Researchers at the Dana-Farber Cancer Institute have found that in mice, implanting a small disc of gel during surgery that slowly releases an immune-boosting drug afterward appears to help keep the cancer from recurring.
The researchers tested more than a hundred mice with breast cancer, lung cancer or melanoma. After their tumors were removed, the researchers implanted a dime-sized gel disc that releases an immune-boosting drug for days to weeks afterward.
The study’s senior author, Dr. Michael Goldberg, explains what he, lead author Chun Gwon Park, and colleagues found: a technique that may hold promise for human cancer patients as well, to improve their odds after a tumor is surgically removed. The drug emitted by the gel boosts the patient’s own immune system so that it can fight any residual cancer. Our exchange, edited:
How would you sum up what you did?
Cancer immunotherapy can confer durable survival benefit, but the percentage of patients who respond to this approach remains modest. We optimized the formulation of a biodegradable hydrogel that can concentrate drugs that boost immune cells at a site of interest and release these drugs over an extended period of time.
We then placed the hydrogels into the empty space left behind after surgically resecting tumors from mice, enabling the hydrogels to release immune-stimulating drugs into an environment that is otherwise associated with immune suppression and wound healing.
Such prolonged localized release can reduce systemic toxicity and was shown to cure a much higher percentage of animals than administration of the same therapy in solution, whether systemically or locally.
The ability to control the timing and location of drug delivery may be rather useful for applications at the intersection of surgery and immunotherapy.
And how would you sum up the beneficial effect you measured? (in particular, what was the size of the effect in terms of mice remaining resistant to cancer?)
For mice harboring breast cancer, we observed durable survival benefit among 65 percent of treated mice (of which more than 100 were evaluated in this study).
For comparison, among mice that received surgery alone, we observed durable survival benefit among only 10 percent of mice.
We confirmed that mice were functionally cured by re-challenging a portion of them with fresh cancer cells, and 100 percent of the mice that had benefited from the hydrogel rejected the second tumor, indicating that their immune systems had generated a memory response against the cancer.
In contrast, 100 percent of mice that did not receive the hydrogel succumbed to such a challenge within 50 days.
In additional studies, we observed similar durable survival benefit among mice harboring lung cancer or melanoma, though we have assessed far fewer mice with these cancer types to date.
Can you give a sense of how soon this may be tested in human patients? And how would you describe what this might mean for them?
I would be remiss to provide a specific timeline for clinical translation, but we are very hopeful that this technology will be tested in patients in the not-too-distant future.
We are speaking with oncologists who specialize across various cancer types to guide the translational strategy. Their insights should help us to select initial indications for this intervention.

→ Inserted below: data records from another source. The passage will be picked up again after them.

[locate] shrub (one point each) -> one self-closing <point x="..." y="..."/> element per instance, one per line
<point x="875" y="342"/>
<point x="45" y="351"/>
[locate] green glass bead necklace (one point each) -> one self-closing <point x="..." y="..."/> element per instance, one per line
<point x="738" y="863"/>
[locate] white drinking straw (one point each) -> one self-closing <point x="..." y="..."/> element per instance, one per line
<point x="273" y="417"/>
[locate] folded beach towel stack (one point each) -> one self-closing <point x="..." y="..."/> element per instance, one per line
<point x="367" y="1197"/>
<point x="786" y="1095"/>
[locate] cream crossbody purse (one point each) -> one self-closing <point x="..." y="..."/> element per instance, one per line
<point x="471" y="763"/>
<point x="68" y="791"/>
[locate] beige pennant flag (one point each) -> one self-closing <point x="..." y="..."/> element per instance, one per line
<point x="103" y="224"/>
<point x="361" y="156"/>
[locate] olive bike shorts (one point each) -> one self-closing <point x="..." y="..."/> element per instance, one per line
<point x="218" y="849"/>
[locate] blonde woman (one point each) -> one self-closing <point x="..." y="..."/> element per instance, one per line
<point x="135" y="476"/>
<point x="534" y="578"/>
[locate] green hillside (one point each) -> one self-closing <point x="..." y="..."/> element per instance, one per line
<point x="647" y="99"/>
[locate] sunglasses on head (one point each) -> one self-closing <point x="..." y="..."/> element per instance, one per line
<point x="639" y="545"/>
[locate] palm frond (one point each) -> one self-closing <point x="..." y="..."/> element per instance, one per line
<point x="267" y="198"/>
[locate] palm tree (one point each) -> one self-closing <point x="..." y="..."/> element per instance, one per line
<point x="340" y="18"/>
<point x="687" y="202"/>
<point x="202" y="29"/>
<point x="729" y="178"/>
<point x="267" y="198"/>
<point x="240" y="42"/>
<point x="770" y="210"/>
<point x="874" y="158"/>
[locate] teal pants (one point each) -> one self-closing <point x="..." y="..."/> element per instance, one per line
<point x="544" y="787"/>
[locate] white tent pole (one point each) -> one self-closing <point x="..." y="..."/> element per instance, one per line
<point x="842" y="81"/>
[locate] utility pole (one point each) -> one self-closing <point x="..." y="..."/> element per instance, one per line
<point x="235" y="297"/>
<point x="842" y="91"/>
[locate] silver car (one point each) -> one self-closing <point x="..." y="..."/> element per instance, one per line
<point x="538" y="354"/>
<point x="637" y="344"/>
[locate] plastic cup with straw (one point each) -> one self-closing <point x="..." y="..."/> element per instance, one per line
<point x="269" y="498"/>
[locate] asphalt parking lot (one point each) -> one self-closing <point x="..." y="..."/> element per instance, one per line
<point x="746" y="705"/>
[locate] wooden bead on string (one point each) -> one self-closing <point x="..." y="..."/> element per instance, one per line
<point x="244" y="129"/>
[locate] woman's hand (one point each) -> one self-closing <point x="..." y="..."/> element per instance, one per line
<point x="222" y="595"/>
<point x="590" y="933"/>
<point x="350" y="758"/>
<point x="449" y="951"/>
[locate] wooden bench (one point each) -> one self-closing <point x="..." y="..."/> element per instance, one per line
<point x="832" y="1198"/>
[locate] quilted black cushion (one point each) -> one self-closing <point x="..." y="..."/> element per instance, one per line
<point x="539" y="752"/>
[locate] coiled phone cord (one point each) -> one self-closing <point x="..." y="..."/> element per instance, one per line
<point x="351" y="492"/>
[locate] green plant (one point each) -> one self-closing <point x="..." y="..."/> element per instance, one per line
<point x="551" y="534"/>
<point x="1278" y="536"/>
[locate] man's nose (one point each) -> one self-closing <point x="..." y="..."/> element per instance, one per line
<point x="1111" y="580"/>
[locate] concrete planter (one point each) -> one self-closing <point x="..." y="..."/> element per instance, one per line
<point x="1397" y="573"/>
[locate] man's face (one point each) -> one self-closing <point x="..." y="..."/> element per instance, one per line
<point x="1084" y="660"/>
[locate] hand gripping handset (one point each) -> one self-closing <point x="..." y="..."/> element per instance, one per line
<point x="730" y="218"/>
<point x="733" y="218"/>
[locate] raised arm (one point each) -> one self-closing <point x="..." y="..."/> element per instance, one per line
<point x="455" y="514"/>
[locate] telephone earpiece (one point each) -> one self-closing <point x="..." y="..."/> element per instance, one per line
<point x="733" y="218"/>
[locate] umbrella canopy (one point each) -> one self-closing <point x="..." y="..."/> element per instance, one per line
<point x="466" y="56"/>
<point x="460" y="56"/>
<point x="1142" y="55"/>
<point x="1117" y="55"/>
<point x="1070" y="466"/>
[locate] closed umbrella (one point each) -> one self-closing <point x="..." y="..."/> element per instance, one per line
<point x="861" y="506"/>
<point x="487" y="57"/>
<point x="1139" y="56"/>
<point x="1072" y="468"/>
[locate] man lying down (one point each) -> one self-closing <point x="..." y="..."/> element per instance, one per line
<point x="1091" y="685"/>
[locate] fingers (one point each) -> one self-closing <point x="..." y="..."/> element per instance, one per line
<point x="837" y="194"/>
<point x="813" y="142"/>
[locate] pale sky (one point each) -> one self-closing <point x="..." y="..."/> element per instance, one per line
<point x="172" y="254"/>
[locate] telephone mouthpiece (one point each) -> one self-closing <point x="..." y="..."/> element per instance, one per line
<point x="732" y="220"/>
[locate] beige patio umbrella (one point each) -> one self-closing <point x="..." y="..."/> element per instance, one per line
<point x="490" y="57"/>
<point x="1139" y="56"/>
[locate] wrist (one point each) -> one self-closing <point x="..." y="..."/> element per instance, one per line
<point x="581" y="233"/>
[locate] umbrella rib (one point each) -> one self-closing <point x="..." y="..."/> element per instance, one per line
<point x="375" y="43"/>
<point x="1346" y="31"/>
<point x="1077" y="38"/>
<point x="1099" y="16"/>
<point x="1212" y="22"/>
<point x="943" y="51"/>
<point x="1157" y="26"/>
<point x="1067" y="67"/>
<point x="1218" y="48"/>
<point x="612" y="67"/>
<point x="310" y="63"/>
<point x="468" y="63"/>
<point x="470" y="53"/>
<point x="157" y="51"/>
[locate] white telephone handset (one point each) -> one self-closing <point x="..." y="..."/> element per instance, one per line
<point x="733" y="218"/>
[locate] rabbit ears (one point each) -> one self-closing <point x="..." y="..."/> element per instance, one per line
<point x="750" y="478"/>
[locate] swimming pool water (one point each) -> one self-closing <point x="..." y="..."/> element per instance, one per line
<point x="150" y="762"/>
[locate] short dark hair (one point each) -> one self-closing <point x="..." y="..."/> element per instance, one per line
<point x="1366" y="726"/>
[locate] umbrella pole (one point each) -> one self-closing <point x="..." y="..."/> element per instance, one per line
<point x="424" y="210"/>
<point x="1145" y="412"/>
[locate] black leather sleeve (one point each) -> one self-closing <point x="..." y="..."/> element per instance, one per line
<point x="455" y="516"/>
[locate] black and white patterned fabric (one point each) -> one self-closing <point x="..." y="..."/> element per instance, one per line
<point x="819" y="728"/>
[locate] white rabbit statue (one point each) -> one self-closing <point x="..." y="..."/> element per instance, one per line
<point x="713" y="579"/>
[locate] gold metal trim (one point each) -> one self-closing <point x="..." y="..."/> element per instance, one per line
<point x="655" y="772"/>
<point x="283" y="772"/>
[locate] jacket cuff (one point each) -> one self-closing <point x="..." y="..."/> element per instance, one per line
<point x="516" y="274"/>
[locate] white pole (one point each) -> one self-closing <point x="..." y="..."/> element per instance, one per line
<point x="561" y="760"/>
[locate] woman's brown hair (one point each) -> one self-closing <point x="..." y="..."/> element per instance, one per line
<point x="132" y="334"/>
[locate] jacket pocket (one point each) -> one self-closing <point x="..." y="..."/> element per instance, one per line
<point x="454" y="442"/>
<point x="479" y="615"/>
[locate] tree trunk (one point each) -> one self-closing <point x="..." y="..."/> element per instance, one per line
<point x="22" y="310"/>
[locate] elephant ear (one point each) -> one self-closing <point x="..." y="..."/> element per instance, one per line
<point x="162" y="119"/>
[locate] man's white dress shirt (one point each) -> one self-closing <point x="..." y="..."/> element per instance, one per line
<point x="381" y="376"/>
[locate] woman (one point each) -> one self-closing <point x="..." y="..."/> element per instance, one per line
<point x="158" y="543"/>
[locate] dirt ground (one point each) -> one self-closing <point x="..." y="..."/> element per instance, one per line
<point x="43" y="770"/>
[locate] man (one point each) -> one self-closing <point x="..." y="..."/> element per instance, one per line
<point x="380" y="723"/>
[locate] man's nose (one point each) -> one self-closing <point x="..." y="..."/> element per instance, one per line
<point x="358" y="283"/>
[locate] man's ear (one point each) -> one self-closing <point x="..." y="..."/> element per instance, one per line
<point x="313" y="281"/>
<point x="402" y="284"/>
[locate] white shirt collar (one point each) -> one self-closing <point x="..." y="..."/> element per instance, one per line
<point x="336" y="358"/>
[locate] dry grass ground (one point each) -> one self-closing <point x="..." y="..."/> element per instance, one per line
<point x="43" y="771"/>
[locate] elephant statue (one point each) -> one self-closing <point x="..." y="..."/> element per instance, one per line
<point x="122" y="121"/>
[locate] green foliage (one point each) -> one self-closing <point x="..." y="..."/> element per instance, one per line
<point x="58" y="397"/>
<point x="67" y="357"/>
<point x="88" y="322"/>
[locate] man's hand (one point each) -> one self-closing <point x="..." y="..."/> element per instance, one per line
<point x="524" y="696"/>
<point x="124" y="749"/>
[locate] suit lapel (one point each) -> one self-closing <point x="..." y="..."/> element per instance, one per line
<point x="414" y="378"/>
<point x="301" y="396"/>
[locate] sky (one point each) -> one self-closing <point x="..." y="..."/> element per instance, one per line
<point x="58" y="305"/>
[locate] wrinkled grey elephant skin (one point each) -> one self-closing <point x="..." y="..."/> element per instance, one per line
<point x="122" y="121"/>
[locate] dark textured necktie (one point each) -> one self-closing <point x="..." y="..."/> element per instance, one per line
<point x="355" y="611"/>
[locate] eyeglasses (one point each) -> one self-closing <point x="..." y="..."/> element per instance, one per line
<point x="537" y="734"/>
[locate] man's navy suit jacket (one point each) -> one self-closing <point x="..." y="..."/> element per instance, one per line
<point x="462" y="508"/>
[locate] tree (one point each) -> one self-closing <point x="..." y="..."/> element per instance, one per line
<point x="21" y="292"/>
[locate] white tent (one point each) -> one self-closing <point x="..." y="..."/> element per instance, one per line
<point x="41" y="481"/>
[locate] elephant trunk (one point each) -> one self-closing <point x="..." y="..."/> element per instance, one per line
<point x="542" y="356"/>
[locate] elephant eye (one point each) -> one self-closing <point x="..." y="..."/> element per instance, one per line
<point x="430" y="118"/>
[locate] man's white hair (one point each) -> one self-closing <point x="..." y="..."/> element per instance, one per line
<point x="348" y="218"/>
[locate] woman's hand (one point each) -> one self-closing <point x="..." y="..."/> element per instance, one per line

In terms of what this might mean for human cancer patients, we envision surgeons placing biodegradable hydrogels loaded with immunotherapy into the resection site following tumor removal with the goal of preventing local tumor recurrence, as well as eliminating distal metastases, thereby dramatically improving the long-term survival of cancer patients.
There has long been talk that surgery can sometimes spur metastasis — is that now considered correct? And could this localized immunotherapy be the answer to it?
I think that a good number of scientists and clinicians would agree with the notion that surgery can influence cancer recurrence and spread, though it’s not entirely clear whether surgery directly spurs metastasis by unintentionally spreading cancer cells during the actual surgical procedure or generates a physiological response that promotes the outgrowth of existing micrometastases that were not removed by the surgery.
I think that it would be more appropriate to suggest that localized immunotherapy may be “an answer” rather than “the answer,” as several approaches merit consideration for evaluation in patients.
Our preclinical data indicate that extended localized release of immunotherapy in the tumor resection site works well in multiple mouse models of spontaneously metastasizing solid tumors, but only clinical data will answer whether localized immunotherapy can truly prevent metastasis and/or potentially eliminate existing metastases in humans.
Very roughly, how much might these gel discs cost if they were used in humans?
I imagine that a company could answer this question much better than I can, though I can confirm that the materials that we have used to generate the discs are natural and FDA-approved. For example, hyaluronan — which is naturally found in many joints — is approved for injection into the knee for treatment of osteoarthritis.
Do you expect that they may become a routine element of cancer surgery?
That is certainly my hope. This approach permits localized delivery to internal organs of drugs that are very potent but are currently limited to accessible tumors, as they must be injected directly into lesions; challengingly, most cancer patients do not have tumors that are readily accessible for injection.
If the data in patients are consistent with what we have observed in mice, then one might expect that this intervention could indeed become a routine element of cancer surgery. I would be delighted if this were to come to pass.